What she did know was that her grandmother grieved her whole life for this man, and would visit his grave at Elmwood Cemetery in Charlotte, N.C., once a week for years.

 “I only knew Gus as a dead man, as a man who stopped dead in his tracks,” Schoettler said.

It was partly the lure of that photo that pulled her into genealogy and then eventually into storytelling.

For 20 years, she has been traveling the nation, performing as a storyteller.

She will bring her stories and her knowledge of genealogy research Thursday to the Anderson County Library. She will present a genealogists’ workshop at 2 p.m. Thursday. Then at 7 p.m., she will perform stories in a presentation titled “Flesh on Old Bones.”

In that evening presentation, Schoettler will bring her grandfather, Gus Keasler, back to life. She will share stories of how Keasler grew up on a farm, the fourth of nine children and of how he went onto to become a player for the Clemson Tigers — even playing a year under the famed John Heisman.
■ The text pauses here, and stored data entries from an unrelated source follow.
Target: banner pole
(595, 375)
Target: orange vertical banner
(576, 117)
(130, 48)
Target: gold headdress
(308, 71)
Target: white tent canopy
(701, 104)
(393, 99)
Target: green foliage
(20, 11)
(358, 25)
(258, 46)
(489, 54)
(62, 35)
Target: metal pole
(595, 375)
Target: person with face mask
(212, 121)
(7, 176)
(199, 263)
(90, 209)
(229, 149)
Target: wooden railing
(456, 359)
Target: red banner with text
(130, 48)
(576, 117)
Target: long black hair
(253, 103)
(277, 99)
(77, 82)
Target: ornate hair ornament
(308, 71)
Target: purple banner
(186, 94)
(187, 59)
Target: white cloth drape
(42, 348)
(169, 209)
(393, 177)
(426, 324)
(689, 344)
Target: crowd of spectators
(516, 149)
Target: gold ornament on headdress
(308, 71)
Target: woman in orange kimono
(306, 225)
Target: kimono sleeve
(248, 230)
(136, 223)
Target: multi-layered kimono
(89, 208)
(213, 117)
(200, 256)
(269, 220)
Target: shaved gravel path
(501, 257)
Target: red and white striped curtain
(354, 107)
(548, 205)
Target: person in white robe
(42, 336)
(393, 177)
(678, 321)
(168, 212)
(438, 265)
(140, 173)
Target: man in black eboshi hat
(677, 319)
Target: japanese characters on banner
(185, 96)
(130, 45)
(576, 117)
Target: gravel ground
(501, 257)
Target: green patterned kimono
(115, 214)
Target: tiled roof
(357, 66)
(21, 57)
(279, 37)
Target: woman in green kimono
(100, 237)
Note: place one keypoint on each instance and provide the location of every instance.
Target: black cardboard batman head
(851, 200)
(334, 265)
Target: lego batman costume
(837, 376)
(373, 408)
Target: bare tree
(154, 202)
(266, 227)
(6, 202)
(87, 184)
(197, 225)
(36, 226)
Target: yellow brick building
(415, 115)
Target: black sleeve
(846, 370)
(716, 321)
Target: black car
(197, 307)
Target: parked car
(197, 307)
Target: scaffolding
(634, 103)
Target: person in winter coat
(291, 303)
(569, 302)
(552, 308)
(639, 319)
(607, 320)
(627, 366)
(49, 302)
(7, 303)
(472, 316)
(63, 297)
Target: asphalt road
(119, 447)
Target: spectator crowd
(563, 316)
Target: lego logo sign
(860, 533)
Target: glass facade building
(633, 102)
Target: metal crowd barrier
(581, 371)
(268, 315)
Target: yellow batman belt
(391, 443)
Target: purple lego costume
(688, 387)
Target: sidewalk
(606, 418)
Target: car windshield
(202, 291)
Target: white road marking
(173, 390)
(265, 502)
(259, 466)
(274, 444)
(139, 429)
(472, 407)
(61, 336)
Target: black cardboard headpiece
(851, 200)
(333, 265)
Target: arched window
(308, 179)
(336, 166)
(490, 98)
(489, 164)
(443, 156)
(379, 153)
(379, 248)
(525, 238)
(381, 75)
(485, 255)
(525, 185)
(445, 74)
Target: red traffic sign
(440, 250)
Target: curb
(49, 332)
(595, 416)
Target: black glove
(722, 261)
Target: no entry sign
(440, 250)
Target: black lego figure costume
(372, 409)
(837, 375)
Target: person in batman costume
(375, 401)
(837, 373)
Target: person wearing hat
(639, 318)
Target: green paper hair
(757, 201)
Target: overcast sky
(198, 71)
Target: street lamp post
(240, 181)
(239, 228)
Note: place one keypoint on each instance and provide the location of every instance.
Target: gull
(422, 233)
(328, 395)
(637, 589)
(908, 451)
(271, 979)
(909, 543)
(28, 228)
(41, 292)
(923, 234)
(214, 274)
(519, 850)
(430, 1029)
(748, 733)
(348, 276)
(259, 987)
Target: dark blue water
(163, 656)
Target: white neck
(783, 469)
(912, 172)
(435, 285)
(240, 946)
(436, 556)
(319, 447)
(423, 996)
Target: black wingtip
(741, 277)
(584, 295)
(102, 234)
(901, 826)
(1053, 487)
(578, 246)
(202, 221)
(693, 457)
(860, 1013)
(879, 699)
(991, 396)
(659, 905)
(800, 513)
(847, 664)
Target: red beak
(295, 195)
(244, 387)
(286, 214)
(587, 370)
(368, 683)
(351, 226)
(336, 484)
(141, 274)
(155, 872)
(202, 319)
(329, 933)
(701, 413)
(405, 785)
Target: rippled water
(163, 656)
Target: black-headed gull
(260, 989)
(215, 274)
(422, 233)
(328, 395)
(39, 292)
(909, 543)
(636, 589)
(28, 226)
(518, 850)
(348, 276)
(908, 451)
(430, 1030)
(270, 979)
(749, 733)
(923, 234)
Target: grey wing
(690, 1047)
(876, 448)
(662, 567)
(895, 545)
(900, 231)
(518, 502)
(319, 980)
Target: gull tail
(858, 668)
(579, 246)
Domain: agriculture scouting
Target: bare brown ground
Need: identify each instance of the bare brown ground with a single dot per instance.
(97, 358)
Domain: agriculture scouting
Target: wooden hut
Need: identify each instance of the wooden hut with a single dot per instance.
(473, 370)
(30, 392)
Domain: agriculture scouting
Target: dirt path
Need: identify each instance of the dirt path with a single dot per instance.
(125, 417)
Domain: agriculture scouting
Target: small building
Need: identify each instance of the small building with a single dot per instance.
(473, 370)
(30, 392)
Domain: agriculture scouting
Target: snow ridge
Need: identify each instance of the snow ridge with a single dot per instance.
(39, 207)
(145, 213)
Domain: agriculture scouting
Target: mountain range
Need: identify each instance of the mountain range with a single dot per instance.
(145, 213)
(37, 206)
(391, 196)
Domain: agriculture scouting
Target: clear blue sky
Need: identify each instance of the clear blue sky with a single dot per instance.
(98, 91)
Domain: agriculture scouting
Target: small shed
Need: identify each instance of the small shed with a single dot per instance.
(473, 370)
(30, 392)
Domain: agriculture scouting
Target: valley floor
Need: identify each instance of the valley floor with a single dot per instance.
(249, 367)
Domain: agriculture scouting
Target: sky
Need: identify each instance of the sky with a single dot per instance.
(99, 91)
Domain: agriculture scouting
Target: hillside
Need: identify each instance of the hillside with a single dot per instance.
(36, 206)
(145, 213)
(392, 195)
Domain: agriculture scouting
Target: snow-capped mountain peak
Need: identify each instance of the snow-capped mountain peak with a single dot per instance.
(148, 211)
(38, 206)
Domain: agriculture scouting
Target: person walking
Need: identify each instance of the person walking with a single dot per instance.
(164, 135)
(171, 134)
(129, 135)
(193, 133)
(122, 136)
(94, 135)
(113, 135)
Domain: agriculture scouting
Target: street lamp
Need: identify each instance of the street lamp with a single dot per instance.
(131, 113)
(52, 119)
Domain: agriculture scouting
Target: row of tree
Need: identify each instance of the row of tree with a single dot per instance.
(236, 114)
“I wanted to come to Anderson to tell Gus’ story,” Schoettler said. “One day, I got this bee in my bonnet, and I decided I was going to bring Gus home.”

She wants to tell about how she began threading together Gus Keasler’s life in the late 1980s after she found his half-sister, Annie Laura Keasler Moore, who still lived in Sandy Springs.

“Annie was born the year Gus entered Clemson, and she had clear memories of her ‘big brother Gus,’” Schoettler states on her website.

That meeting with Moore was the first time that Schoettler heard stories about her grandfather, from a time when he was a young, healthy boy, she said.

“She remembered him playing football at Clemson,” Schoettler said. “I will never forget that first call I made to her. When I called her and told her who I was, she started crying on the phone. She said, ‘You are Gus’ granddaughter.’ It was wonderful. She wrote me a four, five page letter about her memories.”

Later, she would meet more of the Keasler family, many whom still live in Sandy Springs and the Clemson area. She has talked to her third cousin, Sam Blackman, who works in sports information at Clemson University.

Blackman has also been fascinated with stories of Gus Keasler, his great uncle. “When I came to work here, one of the first things I did was I looked to see if they had a picture of him,” Blackman said.

He looked for his great-uncle Gus because he was a man of legend in his family.

Blackman said he’s found records of where his great-uncle played as a freshman member of the Clemson team in 1903, the last year that John Heisman was their coach. Keasler then played on Clemson’s varsity team from 1904 to 1905, before he moved on to North Carolina State, where he was offered a larger scholarship.

“My family — my father and my uncle — they looked up to him like a hero because he played football and had gone to college,” Blackman said.

On Thursday, before Schoettler comes to the Anderson County Library, she and Blackman will meet in person for the first time. They will begin the process of completing their family trees, Blackman said.

Schoettler said she hopes that “Grandpa Gus’” story will help inspire others to find out the stories in their own family histories.

“I started all of this so I could pass on these stories to my children,” she said. “All family stories of some kind. And I think these stories are so important. People need to know who they are and who they came from.

“The names and dates in a family history are just steel scaffolding. Then you have to recreate the life. You have to refresh them in the time and place in which they lived.”